Multiple models have been developed to provide a decision-making framework regarding the evaluation and management of metastatic spine disease. The neurological, oncological, mechanical, and systemic (NOMS) framework ( Fig. 47.1 ) was developed to incorporate the neurological status of the patient and risk for decline, the oncological pathology affecting the patient, the mechanical instability associated with the spine disease, and the overall systemic health and prognosis of the patients.

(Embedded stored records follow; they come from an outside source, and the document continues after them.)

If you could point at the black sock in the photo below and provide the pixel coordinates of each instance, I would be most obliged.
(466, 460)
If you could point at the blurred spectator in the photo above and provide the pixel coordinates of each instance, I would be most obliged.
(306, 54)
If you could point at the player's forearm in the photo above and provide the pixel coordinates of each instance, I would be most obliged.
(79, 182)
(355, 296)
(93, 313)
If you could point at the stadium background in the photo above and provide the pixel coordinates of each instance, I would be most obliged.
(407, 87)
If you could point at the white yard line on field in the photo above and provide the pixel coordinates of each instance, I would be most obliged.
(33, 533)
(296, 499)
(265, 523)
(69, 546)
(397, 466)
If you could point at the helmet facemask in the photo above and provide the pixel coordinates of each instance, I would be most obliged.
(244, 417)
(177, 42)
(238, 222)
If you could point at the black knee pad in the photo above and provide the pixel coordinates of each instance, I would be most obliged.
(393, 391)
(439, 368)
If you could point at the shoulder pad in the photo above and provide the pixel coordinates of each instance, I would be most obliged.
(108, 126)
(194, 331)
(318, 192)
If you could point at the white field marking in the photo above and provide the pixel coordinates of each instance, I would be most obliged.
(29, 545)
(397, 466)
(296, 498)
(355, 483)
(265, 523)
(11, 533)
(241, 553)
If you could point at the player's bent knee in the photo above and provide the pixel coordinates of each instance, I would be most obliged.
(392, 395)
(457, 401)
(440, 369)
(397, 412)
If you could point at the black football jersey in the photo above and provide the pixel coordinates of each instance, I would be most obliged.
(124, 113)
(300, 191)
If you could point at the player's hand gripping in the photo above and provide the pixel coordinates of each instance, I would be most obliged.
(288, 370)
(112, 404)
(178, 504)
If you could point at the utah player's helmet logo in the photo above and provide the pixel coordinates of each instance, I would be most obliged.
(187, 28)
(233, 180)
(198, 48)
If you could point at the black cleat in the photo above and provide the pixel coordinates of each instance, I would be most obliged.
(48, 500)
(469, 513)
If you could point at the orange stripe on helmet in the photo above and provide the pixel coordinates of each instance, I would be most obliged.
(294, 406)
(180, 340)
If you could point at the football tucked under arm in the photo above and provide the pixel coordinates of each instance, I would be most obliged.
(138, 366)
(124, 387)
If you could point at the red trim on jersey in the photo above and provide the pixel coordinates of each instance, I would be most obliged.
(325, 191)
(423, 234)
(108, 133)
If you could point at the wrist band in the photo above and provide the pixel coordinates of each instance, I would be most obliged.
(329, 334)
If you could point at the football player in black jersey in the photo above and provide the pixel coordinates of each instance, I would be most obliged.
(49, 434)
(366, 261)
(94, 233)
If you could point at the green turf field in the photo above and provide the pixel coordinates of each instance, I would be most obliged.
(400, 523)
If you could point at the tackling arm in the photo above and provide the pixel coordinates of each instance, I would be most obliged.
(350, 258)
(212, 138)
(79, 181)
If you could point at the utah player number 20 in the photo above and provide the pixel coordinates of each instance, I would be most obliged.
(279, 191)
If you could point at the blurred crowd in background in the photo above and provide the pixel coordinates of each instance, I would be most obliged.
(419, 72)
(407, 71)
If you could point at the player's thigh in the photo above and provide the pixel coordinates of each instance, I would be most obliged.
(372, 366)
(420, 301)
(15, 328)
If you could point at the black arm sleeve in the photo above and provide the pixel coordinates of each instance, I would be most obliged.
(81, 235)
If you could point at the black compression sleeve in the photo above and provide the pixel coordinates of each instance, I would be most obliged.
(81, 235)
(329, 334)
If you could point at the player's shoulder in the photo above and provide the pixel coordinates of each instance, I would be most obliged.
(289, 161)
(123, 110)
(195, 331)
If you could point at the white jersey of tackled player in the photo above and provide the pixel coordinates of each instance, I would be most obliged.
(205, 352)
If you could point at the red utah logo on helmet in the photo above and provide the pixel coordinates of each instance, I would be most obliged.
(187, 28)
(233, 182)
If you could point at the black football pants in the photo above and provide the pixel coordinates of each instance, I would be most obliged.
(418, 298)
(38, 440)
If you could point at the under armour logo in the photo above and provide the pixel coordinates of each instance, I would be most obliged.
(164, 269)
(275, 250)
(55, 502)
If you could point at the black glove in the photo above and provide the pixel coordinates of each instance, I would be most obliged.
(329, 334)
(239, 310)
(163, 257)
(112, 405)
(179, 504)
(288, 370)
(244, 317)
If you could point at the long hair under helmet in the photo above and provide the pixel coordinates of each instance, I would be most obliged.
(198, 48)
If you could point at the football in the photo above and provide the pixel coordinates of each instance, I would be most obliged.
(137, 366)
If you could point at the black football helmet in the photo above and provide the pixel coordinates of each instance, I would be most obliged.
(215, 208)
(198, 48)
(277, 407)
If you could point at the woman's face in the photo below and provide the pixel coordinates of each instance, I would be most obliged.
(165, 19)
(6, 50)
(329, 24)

The neurological function of the patient in the NOMS framework is assessed by incorporating the patient’s neurological symptoms, which include radiculopathy and myelopathy, as well as the degree of radiographic ESCC. As mentioned previously, weakness as a result of radiculopathy or myelopathy is an indication for intervention in the appropriately selected patient with the presence of ESCC.
The Spine Oncology Study Group (SOSG) has developed a grading system to evaluate the degree of ESCC in response to a need for consensus on the definition of “high-grade” ESCC. This scale uses T2 axial images and had a high inter- and intrarater reliability for determining the degree of ESCC, based on a 6-point grading system. Grade 0 ESCC represents disease limited to bone.
Grade 1 ESCC is divided into three subclasses (1a, 1b, 1c) to help make a decision regarding treatment with stereotactic radiosurgery (SRS). Grade 1a represents epidural impingement, grade 1b has deformation of the thecal sac without abutment of the spinal cord, and grade 1c has deformation of the thecal sac with deformation of the spinal cord without cord compression. Grade 1a and 1b may be appropriately treated with SRS, whereas grade 1c may be too close to the spinal cord to prevent radiation toxicity. Grade 2 compression occurs with compression of the spinal cord with cerebrospinal fluid (CSF) visible around the cord. Grade 3 compression is defined as compression of the spinal cord without visible CSF.